The Rapidly Evolving Automated Lab
Thu, 03/11/2010 - 7:50am
Implementing lab automation, robotics, and automated analyses are the easy parts. Integrating these technologies with the next technology level—artificial intelligence, autonomous operation, and android-like interfaces—will take a little more effort. But it will come.
There are various predictions as to when these technologies will become practical implementations and what level they will take. Processing power—a critical element in this evolution—is one of the easier technology trends to predict. A number of futurists expect that computer-based intelligence will rival human intelligence within 30 years, which is about 10 years earlier than what they predicted in 2000—such is the accelerating pace of technology.
Other factors relating to this evolution include Internet bandwidth, price-performance ratios of wireless data devices, magnetic data storage, and random access memories, which are all following similar exponential trend curves.
Materials development trends are another critical element in this evolution, with nanoscale biological systems development currently accelerating in place of non-biological systems. There are some biological system developments taking place in the microprocessing area, but the level and extent is so primitive as to be indeterminate as to its impact on the overall development of analytical systems.

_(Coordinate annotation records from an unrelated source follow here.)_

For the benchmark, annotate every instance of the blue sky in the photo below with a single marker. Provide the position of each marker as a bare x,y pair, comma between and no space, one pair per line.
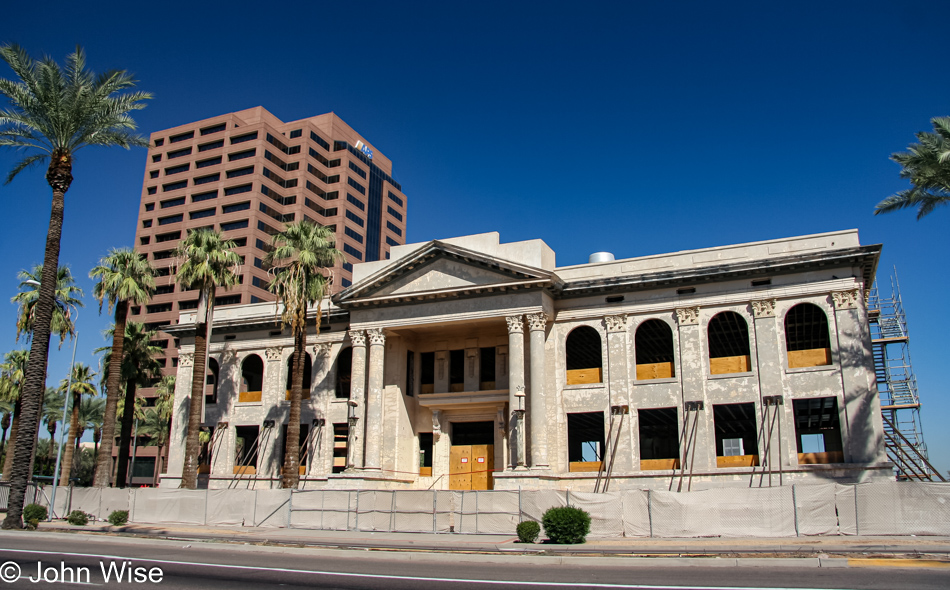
636,128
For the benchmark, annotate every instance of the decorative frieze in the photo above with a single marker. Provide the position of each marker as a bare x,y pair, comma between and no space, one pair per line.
687,316
846,299
764,308
357,337
616,323
515,324
537,321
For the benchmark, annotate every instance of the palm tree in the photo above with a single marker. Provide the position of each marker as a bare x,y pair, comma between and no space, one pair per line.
12,373
207,261
66,302
927,165
125,276
139,368
52,414
301,257
53,112
82,384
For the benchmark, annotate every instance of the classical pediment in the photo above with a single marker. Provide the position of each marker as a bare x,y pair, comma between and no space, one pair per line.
443,269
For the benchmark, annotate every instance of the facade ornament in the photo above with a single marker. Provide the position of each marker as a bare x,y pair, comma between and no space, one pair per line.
537,321
436,424
616,323
357,337
764,308
515,324
687,316
846,299
376,336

These technology progressions, while individually following exponential trend lines, are mostly evolutionary, not revolutionary, eliminating step function transitions. The recent Pittcon Conference in Orlando, Fla., and LabAutomation Conference in Palm Springs, Calif., exemplified this evolution with new systems touting higher throughput, smaller and portable sizes, and integrated cross-functionalities. Some analytical system developers promoted the revolutionary aspect of their development and, indeed, they may be isolated “technology islands” in the overall lab evolution.
One of the specific items noted in many analytical developments is the relationship of “easier-to-use” aspects, which relates to the on-going intelligence being built into analytical instruments. Many of these systems are also starting to have wireless interfaces and the ability to download both raw and processed data to a central collection point automatically.

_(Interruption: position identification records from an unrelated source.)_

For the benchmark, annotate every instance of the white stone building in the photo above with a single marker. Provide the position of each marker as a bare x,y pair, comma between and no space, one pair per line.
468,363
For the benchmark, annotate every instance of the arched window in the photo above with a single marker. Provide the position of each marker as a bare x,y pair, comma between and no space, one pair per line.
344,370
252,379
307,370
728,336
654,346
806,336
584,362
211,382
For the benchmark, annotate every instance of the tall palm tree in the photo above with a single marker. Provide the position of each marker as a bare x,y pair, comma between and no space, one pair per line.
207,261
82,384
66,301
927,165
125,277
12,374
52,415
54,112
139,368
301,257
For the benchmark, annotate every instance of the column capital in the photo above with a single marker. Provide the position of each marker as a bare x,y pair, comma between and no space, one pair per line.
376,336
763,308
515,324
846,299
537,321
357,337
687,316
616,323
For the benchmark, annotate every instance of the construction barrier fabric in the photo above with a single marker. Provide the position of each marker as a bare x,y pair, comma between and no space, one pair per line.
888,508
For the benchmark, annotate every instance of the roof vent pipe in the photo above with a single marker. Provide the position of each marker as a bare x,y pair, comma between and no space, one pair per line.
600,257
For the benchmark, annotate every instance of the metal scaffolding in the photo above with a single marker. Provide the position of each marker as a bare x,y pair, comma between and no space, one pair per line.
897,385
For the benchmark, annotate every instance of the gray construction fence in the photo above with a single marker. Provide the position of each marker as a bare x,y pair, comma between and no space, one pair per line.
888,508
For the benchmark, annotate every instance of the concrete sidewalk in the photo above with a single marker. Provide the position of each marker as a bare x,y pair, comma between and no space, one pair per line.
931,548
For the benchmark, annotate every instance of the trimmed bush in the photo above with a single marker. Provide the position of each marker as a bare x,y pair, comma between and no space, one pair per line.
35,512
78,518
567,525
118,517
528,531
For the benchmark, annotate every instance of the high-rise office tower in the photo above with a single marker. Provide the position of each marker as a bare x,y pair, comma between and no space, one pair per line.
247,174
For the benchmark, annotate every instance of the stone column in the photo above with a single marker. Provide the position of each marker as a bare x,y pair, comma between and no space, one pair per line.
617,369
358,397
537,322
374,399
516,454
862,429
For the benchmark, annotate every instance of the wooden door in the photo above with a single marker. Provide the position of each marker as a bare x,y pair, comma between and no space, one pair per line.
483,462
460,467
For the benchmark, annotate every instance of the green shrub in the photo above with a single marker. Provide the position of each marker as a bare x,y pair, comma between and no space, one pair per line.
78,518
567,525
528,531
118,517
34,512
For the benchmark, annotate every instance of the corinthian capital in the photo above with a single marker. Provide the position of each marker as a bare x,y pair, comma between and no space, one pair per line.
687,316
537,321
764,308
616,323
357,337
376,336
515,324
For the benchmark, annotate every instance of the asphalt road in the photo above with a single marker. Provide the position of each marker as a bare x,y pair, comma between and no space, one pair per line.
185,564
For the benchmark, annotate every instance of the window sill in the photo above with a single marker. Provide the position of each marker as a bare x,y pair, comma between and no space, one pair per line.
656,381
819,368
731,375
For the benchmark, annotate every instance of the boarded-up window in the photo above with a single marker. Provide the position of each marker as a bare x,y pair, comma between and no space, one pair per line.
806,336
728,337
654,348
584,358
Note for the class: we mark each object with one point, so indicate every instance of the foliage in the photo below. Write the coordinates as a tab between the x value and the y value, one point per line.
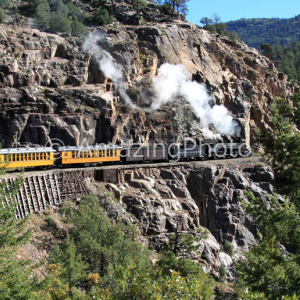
14	274
102	244
133	93
282	146
2	15
102	17
139	6
287	60
42	14
75	12
72	266
228	248
4	3
174	253
77	27
272	268
222	272
273	31
60	23
214	26
268	51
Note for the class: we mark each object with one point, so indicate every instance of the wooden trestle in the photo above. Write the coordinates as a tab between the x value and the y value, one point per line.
40	192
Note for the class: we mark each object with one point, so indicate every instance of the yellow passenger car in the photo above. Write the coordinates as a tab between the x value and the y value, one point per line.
26	157
89	154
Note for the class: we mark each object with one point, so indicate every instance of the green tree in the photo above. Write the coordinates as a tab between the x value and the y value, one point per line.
42	15
179	6
272	268
102	244
14	273
72	265
4	3
2	15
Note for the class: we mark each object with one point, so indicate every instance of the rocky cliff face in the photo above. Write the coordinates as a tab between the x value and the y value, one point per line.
51	89
165	200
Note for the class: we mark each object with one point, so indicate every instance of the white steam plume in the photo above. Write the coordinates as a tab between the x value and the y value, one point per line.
92	45
172	81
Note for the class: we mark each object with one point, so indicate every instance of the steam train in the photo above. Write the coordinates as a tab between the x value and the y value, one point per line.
101	154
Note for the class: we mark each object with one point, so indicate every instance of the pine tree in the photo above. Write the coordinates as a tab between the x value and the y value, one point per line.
272	268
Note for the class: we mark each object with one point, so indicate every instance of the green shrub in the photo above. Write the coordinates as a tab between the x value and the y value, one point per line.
50	222
78	28
4	3
133	93
228	248
2	15
102	17
222	272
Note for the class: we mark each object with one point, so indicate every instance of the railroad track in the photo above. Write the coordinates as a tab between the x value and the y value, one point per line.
45	188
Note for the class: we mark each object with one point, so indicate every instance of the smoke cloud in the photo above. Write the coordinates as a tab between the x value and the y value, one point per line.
171	82
112	70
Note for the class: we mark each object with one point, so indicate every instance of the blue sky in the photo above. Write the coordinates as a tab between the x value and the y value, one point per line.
230	10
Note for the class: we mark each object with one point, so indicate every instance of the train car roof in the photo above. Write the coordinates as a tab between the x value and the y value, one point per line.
26	150
88	148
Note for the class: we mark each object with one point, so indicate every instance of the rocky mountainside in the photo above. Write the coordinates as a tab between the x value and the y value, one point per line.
165	200
51	88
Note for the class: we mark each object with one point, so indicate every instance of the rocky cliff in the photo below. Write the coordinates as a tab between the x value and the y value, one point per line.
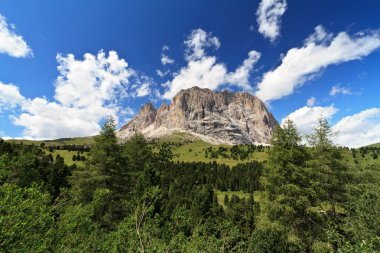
215	117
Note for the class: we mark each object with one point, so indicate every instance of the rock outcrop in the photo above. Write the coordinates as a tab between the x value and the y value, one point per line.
215	117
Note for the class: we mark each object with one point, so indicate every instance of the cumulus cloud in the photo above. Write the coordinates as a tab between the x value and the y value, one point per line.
205	71
311	101
161	74
10	96
11	43
337	89
269	16
143	90
165	59
241	75
320	50
197	42
306	118
86	92
359	129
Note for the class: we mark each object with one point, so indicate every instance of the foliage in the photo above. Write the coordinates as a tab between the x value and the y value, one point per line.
137	196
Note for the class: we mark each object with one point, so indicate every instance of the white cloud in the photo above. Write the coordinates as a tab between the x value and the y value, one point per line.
128	111
269	16
165	59
319	51
306	118
337	89
359	129
241	75
86	92
161	74
143	90
311	101
196	43
204	71
11	43
10	96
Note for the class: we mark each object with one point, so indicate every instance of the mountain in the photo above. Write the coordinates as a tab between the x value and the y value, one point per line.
214	117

A number of new systems are slowly being developed and integrated into the overall analytical laboratory schema. These include systems for improving the speed and cost of sequencing DNA data, collecting material information on the nanoscale level, and the rudimentary collection of data on systems biology. These developments are typical evolutionary events that we can continue to expect to see in future technology announcements, both this year and in the future.
In these respects, analytical instruments are both the drivers and the recipients in the evolution of technology development. The net effect on the lab and its staff is a continuing increase in data output and its increasing complexity. ICT (information, computer, telecommunications) systems are similarly improving in performance to handle increasing throughput and bandwidth.

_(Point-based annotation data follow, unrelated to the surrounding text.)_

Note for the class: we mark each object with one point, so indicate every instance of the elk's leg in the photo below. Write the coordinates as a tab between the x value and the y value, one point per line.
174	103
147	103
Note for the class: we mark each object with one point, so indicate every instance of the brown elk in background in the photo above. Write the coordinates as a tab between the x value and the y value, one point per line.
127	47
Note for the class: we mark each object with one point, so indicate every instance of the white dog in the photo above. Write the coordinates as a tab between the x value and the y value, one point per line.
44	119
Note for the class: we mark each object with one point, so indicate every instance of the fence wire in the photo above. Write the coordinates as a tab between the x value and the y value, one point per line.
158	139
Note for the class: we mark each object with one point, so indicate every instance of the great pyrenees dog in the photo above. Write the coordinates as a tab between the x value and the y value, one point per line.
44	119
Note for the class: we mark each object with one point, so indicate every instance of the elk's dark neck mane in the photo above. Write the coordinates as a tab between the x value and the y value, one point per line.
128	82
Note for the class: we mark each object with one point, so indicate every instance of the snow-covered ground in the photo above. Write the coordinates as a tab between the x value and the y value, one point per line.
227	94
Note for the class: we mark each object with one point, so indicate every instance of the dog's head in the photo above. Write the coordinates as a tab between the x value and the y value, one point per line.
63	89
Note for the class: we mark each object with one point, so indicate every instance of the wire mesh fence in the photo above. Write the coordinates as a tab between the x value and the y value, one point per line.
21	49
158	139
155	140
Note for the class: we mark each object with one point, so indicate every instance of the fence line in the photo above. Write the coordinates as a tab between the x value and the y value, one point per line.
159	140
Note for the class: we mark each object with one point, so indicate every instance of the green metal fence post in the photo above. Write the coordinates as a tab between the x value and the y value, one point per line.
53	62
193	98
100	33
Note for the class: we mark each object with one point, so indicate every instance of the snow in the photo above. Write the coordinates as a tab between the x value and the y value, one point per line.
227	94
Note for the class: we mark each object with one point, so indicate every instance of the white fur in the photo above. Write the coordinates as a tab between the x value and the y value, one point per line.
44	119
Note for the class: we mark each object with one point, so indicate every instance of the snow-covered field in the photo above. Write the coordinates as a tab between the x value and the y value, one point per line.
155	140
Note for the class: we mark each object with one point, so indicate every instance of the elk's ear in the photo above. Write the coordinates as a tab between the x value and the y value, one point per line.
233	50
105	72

To most researchers, these observations should come as no surprise, but they should be recognized in their overall context, outcomes, and inter-relationships. The lab is becoming more complex and the data more prolific, and the drivers are inherent to the lab itself—they are self-perpetuating and will continue to drive competition between labs.
While “data drives more data” is a relatively easy road to follow for researchers, they must always be cognizant of applying those new technologies (and collected data) to the development of their organization’s products. It will also be the researchers’ duty to implement these evolving analytical systems into their research
environments as quickly and as cost-effectively as possible.
Obviously with these scenarios, researchers’ jobs will continue to grow in complexity, responsibility, and knowledge requirements. Researchers are only human. They can effectively absorb only so much information and will increasingly have to rely on the advanced tools becoming available to assist them in their jobs—which puts us right back to where we started this discussion.